Light in the near-infrared band that enters obliquely from a position other than the above part at a shallow angle with respect to the part of the living body on which the skin surface is to be disposed, and reaches deep tissue deeper than the blood vessel in the subcutaneous tissue at the part. Irradiating means for irradiating
A first polarizing plate that limits the vibration direction of the near-infrared light emitted from the irradiation means to one direction;
With the background of scattered light generated in the deep tissue, an imaging device that converts a blood vessel image into an electrical signal;
A second part is provided between the part and the image sensor, and restricts the vibration direction of the light incident on the image sensor so as to be a vibration direction orthogonal to the vibration direction of the first polarizing plate. A polarizing plate of
The reflected light that enters from the position other than the part and reflects off the epidermal tissue leading to the blood vessel in the subcutaneous tissue at the part is shielded, and the scattered light generated by scattering behind the blood vessel is incident on the imaging element.

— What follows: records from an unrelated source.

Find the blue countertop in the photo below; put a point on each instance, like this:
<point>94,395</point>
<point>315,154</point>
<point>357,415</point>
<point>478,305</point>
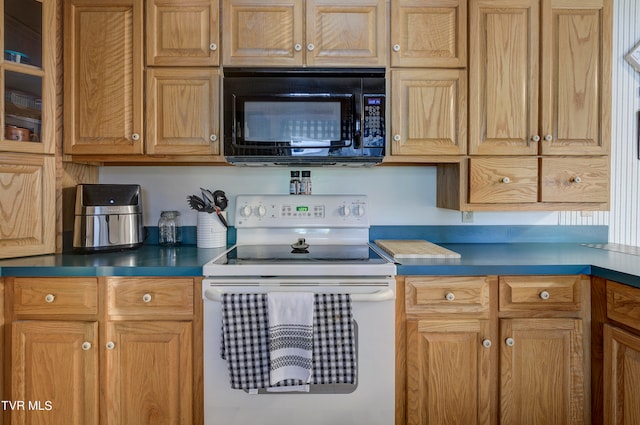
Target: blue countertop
<point>508,254</point>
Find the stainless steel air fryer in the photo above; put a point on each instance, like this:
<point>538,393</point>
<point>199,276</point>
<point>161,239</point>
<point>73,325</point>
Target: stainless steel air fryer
<point>108,217</point>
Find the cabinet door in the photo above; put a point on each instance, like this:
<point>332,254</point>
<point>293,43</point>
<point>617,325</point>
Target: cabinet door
<point>572,179</point>
<point>262,33</point>
<point>54,369</point>
<point>542,372</point>
<point>346,33</point>
<point>429,112</point>
<point>621,377</point>
<point>103,73</point>
<point>182,33</point>
<point>503,180</point>
<point>28,205</point>
<point>182,111</point>
<point>448,372</point>
<point>149,373</point>
<point>503,77</point>
<point>429,34</point>
<point>576,77</point>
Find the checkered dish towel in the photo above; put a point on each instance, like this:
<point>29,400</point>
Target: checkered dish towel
<point>245,341</point>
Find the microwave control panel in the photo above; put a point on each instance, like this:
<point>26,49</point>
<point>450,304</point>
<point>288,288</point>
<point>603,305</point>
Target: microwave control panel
<point>373,120</point>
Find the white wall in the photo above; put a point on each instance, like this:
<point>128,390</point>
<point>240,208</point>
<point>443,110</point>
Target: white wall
<point>399,195</point>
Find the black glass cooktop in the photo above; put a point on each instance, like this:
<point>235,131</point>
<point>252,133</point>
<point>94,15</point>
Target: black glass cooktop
<point>255,254</point>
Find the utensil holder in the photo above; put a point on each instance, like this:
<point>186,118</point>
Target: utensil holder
<point>211,233</point>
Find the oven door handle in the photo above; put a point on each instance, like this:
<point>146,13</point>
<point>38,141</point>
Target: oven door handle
<point>384,294</point>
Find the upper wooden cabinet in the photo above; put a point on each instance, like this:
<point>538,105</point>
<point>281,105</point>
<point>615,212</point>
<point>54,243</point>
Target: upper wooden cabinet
<point>103,77</point>
<point>540,74</point>
<point>294,32</point>
<point>182,32</point>
<point>429,34</point>
<point>28,72</point>
<point>429,112</point>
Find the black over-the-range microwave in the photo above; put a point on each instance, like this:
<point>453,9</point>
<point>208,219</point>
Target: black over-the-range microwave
<point>304,116</point>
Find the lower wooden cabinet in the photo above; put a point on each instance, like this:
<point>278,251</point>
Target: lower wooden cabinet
<point>490,350</point>
<point>112,351</point>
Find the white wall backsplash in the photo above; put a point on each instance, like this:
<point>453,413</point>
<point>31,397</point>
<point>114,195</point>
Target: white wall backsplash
<point>398,195</point>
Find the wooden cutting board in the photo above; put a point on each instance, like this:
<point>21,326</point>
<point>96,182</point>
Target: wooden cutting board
<point>415,249</point>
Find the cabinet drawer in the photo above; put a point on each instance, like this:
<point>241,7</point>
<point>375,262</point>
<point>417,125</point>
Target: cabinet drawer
<point>465,294</point>
<point>55,296</point>
<point>575,179</point>
<point>503,180</point>
<point>531,293</point>
<point>150,297</point>
<point>623,304</point>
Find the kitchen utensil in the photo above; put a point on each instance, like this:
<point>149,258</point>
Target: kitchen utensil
<point>220,199</point>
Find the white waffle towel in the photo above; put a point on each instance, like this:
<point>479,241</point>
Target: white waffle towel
<point>290,335</point>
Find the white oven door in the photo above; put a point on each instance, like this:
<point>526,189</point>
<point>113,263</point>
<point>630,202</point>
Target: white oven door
<point>372,400</point>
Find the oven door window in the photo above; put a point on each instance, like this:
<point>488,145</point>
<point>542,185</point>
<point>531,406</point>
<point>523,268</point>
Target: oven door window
<point>303,125</point>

Light shielding means
A biological information detection apparatus comprising: a detection unit that detects a change in hemoglobin absorbance in the blood vessel based on an electrical signal converted in the imaging element. The irradiation means and the image sensor are
The biological information detection device according to claim 1, wherein the biological information detection device is provided on a side facing a surface formed by the blood vessel. The irradiation means is
The biological information detection device according to claim 2, wherein the living body information detection apparatus is provided so as to be separated from the imaging element to such an extent that light is not illuminated on an epidermis tissue below the skin surface facing the imaging element. The shading means is
The biological information detection device according to any one of claims 1 to 3, wherein the biological information detection device is provided at a position in contact with the skin surface of the living body during imaging. The irradiation means is
The biological information detection apparatus according to claim 1, wherein light in an absorption band of oxyhemoglobin in a blood vessel is irradiated. The irradiation means is
The biological information detection apparatus according to claim 1, wherein the light in the absorption band of deoxygenated hemoglobin and oxygenated hemoglobin in the blood vessel is irradiated. Light in the near-infrared band that enters obliquely from a position other than the above part at a shallow angle with respect to the part of the living body on which the skin surface is to be disposed, and reaches deep tissue deeper than the blood vessel in the subcutaneous tissue at the part. An irradiation step of irradiating
A polarization step that limits the vibration direction of the irradiated near-infrared light in one direction;
Limiting the vibration direction of light incident on the imaging device that converts the blood vessel image into an electrical signal against the background of the scattered light generated in the deep tissue so that the vibration direction is orthogonal to the vibration direction in the polarization step. In addition, the reflected light that enters from a position other than the part and reflects off the epidermis tissue leading to the blood vessel in the subcutaneous tissue in the part is shielded, and the scattered light generated by scattering behind the blood vessel is reflected on the imaging element. A light-blocking step for entering the light,
And a detection step of detecting a change in hemoglobin absorbance in the blood vessel based on an electrical signal converted by the imaging device.